Audit Scotland has found that it has become harder for Scottish students to get places at Scottish universities.
In its new report on higher education, the public spending watchdog found a 6% decrease in the funding received from the Scottish Funding Council.
There was also evidence to suggest that institutions were “placing increasing reliance on generating income from fee-paying students from the rest of the UK and outside the European Union”.
In April, Stirling University released a strategic 5-year plan, which included the increase in overseas students by 65%. The plan also stated that they would like to work with external partners to increase the intake of students of all nationalities, including Scottish students, though no specifics were given.
The report also found that there was a 23% surge in applications by Scottish and EU students, who would have their studies funded by the Scottish Government, while the amount of places offered only rose by 9%.
While EU students are funded in the same way that Scottish students are, people looking to study in Scotland that come from the rest of the UK have to pay up to £9,000 per year.
Overseas students could be forced to pay fees as high as £47,200 per year, whereas SAAS only pays universities £1,820 per year for Scottish students.

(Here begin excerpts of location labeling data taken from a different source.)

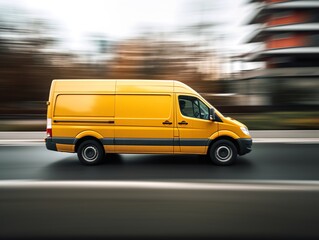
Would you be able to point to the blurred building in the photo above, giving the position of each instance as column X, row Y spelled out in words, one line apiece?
column 289, row 33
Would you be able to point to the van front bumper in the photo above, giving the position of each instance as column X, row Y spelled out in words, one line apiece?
column 50, row 144
column 244, row 145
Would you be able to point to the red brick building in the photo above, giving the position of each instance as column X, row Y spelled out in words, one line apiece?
column 289, row 31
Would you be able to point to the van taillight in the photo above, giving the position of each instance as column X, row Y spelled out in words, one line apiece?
column 49, row 127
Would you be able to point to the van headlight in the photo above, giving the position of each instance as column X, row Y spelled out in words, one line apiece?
column 245, row 130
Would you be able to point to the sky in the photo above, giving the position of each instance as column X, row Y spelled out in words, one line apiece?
column 120, row 19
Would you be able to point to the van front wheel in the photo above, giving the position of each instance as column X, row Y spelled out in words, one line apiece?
column 223, row 152
column 90, row 152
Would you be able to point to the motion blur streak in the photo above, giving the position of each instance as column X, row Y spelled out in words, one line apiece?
column 169, row 210
column 228, row 185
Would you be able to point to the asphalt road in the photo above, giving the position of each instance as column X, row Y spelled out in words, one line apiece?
column 276, row 161
column 271, row 193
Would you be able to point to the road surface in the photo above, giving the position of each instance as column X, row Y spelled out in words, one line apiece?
column 271, row 193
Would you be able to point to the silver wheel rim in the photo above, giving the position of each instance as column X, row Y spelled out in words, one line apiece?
column 223, row 153
column 90, row 153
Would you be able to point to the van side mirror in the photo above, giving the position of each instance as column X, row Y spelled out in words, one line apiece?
column 212, row 115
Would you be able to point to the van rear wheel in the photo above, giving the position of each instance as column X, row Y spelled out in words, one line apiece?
column 90, row 152
column 223, row 152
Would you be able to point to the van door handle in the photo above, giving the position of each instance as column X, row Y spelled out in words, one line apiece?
column 167, row 122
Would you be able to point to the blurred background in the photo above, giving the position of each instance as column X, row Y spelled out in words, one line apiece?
column 255, row 60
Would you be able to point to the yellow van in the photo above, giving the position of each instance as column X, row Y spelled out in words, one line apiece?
column 93, row 117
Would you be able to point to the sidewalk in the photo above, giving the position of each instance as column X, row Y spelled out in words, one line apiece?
column 262, row 136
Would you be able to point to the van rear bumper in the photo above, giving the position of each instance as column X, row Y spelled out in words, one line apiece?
column 244, row 145
column 50, row 145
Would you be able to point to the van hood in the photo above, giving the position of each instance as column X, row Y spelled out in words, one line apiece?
column 234, row 122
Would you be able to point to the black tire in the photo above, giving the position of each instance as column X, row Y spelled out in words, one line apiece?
column 223, row 153
column 90, row 152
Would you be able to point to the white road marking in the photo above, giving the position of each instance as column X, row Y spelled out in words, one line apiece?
column 156, row 185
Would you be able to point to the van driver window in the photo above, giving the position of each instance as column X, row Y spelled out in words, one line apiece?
column 193, row 107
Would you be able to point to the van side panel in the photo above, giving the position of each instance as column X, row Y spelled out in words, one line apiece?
column 144, row 123
column 78, row 106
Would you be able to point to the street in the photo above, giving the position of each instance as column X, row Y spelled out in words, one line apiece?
column 267, row 161
column 271, row 193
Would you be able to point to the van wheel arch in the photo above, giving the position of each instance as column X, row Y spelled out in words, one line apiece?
column 81, row 140
column 90, row 151
column 226, row 142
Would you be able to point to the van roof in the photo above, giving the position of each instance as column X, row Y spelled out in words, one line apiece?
column 120, row 86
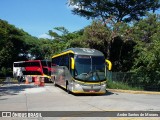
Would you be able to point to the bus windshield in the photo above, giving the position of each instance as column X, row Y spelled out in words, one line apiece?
column 90, row 68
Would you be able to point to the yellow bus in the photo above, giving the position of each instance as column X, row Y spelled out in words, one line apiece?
column 80, row 70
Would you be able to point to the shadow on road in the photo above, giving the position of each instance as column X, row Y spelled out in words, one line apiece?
column 13, row 89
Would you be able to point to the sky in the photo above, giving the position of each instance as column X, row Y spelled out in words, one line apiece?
column 37, row 17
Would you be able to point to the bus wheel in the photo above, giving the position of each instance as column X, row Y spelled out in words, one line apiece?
column 67, row 88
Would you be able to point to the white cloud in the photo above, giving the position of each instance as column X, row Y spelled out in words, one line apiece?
column 44, row 36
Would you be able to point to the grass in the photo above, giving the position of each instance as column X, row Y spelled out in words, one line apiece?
column 120, row 85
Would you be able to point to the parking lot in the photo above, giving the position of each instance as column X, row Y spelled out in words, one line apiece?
column 15, row 97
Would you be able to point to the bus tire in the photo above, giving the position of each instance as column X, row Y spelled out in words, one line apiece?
column 67, row 88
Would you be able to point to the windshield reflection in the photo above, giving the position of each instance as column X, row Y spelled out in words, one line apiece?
column 90, row 68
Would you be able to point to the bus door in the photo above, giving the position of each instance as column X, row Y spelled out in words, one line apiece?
column 61, row 76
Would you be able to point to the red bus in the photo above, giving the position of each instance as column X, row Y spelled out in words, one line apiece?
column 36, row 68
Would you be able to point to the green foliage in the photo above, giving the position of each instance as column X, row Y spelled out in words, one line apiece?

The rate of offers given to home grown students by Scottish universities has fallen from 57% to 50% between 2010 and 2015, with the rate for students from outside the EU standing at 63% in 2015.
Given the findings of the report, Audit Scotland have recommended that the government and the SFC “undertake and publish research on trends in applications, offer rates and acceptances for Scottish university places to assess what impact the limits on funded places are having on access to the university system for Scottish and EU students”.